Big data practice analysis (on): talk about spark file organization

Posted Jun 28, 20206 min read


In the field of big data/database, the storage format of data directly affects the read and write performance of the system. For different users/developers, Spark supports multiple data file storage methods. The content of this article mainly comes from a talk in Spark AI Summit 2019 [1]. We divide the entire talk into two parts. The above will introduce the file/data organization method of spark based on the concept, and the following examples Explain the reading and writing process in spark. This article is the first half. First, we will introduce the characteristics of several popular file sources(File Sources) in Spark. This will involve the comparison of row and column storage. Then I will introduce two different data layouts(partitioning and bucketing), which are two important query optimization methods in spark.

file format

Before introducing the file format, I have to mention the two important data organization methods of row-oriented and column-oriented storage in the storage process. They are suitable for different scenarios of OLTP and OLAP in the database. . Spark supports both of these file formats. Parquet and ORC are listed in columns; Avro, JSON, CSV, Text and Binary are stored in rows.

The following uses a simple example to illustrate the applicable scenarios of the two storage formats:

In the music table in the figure above, if you use column storage and row storage, you will get the following two different ways of organization. In the column storage on the left, the data in the same column is organized together. When the data in one column is stored, the data in the next column is stored until the data is all stored; in the row storage, the data is placed in order according to the order of the rows. The same row contains a piece of data in different columns, and the arrangement of the data is marked by different colors in the figure.

If you use column storage to process the following query, you can find that it only involves two columns of data(album and artist), and the data of the same column in the column storage are put together, then we can quickly locate the position of the required column , And then only read the columns required in the query, effectively reducing the useless data IO(year and genre). Similarly, if you use row storage to process the query, you cannot play the role of "column clipping", because the data in a column is scattered in various positions in the file, and every time IO inevitably needs to read other data, So you need to read almost all the data in the table to meet the query conditions.

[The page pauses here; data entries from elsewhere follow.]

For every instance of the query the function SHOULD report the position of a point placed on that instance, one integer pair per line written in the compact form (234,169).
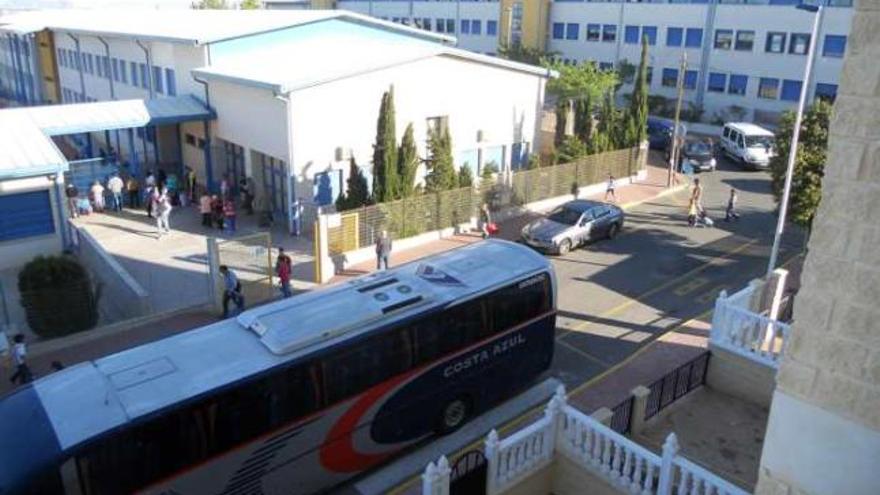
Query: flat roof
(26,146)
(332,49)
(187,26)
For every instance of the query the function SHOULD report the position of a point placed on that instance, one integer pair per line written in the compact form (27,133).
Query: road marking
(626,304)
(690,286)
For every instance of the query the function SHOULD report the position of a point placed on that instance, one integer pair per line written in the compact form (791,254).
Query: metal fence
(676,384)
(402,218)
(550,182)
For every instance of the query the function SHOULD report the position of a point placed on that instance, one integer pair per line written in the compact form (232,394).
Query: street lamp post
(795,135)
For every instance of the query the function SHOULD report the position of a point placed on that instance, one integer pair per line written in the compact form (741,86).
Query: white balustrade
(748,334)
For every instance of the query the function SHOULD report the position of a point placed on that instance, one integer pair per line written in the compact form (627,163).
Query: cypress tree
(441,171)
(385,152)
(407,163)
(638,111)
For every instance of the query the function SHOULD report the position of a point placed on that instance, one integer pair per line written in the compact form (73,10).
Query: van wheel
(454,414)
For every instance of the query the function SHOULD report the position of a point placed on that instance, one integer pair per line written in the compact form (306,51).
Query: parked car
(700,155)
(660,132)
(572,225)
(750,145)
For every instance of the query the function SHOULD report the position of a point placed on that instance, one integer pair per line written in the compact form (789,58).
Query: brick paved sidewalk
(628,196)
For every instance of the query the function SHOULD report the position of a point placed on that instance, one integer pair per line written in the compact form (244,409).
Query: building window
(609,32)
(694,38)
(835,46)
(791,90)
(723,39)
(670,78)
(170,82)
(775,43)
(768,88)
(594,32)
(800,43)
(738,84)
(157,79)
(745,41)
(827,92)
(717,82)
(650,32)
(631,35)
(674,36)
(690,79)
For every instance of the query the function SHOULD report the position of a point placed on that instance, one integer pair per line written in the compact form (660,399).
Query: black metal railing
(676,384)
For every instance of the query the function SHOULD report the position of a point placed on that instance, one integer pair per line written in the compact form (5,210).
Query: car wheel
(613,231)
(564,247)
(454,414)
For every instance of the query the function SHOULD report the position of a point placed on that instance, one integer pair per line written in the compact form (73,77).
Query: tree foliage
(407,163)
(441,170)
(357,193)
(581,80)
(809,165)
(385,183)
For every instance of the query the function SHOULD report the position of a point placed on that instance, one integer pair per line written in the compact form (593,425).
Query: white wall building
(298,88)
(745,58)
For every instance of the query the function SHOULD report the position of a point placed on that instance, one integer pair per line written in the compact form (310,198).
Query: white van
(750,145)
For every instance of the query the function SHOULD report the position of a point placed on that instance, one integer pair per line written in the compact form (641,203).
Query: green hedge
(58,296)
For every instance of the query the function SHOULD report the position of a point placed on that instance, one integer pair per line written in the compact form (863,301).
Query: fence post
(640,405)
(667,471)
(491,449)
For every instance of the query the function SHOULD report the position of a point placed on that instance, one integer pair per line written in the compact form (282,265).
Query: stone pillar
(640,404)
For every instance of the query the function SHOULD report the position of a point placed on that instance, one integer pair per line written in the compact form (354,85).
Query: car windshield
(759,141)
(565,216)
(698,148)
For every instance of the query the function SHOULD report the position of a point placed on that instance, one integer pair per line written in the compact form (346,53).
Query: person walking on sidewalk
(383,250)
(730,213)
(162,209)
(283,268)
(609,190)
(72,194)
(115,185)
(231,290)
(22,373)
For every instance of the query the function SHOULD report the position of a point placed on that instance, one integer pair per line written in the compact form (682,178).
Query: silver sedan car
(572,225)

Through this example, we can find that column storage is suitable for processing queries on several columns for analysis, because it can avoid reading unneeded column data, and at the same time, putting data in the same column together is also very suitable for compression. But what if you need to perform INSET INTO on the column store? It needs to move almost all data, which is very inefficient. Line storage only needs to append a line of data at the end of the file. In the academic world, in order to neutralize these two "extreme" storage methods, it is proposed to mix rows and columns to design the HTAP(Hybrid transactional/analytical processing) database. Interested readers can refer to [2].

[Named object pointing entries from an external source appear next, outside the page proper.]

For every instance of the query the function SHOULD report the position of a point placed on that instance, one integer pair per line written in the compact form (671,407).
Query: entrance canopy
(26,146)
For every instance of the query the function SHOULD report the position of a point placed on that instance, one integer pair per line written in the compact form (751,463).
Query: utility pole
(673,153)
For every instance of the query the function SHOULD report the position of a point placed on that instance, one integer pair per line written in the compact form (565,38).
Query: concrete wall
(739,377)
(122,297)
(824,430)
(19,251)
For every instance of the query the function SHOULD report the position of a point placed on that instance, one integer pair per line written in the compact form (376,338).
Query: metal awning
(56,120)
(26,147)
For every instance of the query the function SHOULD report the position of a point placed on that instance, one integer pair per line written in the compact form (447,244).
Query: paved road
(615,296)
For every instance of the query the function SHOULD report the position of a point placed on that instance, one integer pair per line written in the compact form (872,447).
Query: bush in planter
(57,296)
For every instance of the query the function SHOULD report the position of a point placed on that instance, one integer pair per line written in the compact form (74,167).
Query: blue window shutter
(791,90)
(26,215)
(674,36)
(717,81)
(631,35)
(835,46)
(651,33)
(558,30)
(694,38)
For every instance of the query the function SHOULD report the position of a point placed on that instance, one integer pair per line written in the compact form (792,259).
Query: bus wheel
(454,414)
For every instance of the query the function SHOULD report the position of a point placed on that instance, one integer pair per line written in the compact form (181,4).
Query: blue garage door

So the simple summary is:column storage is suitable for read-intensive workloads, especially those analytical queries that only require some columns; row storage is suitable for writing intensive workloads, or queries that require all columns.

File structure introduction

  • Parquet

In Parquet, the magic number of the parquet is at the beginning and the end. It is used to check whether the file is a parquet file. Footer is placed at the end of the file and stores metadata information, including schema information and meta data for each row group. Each row group is composed of a series of row data, and each column in the row group is a column.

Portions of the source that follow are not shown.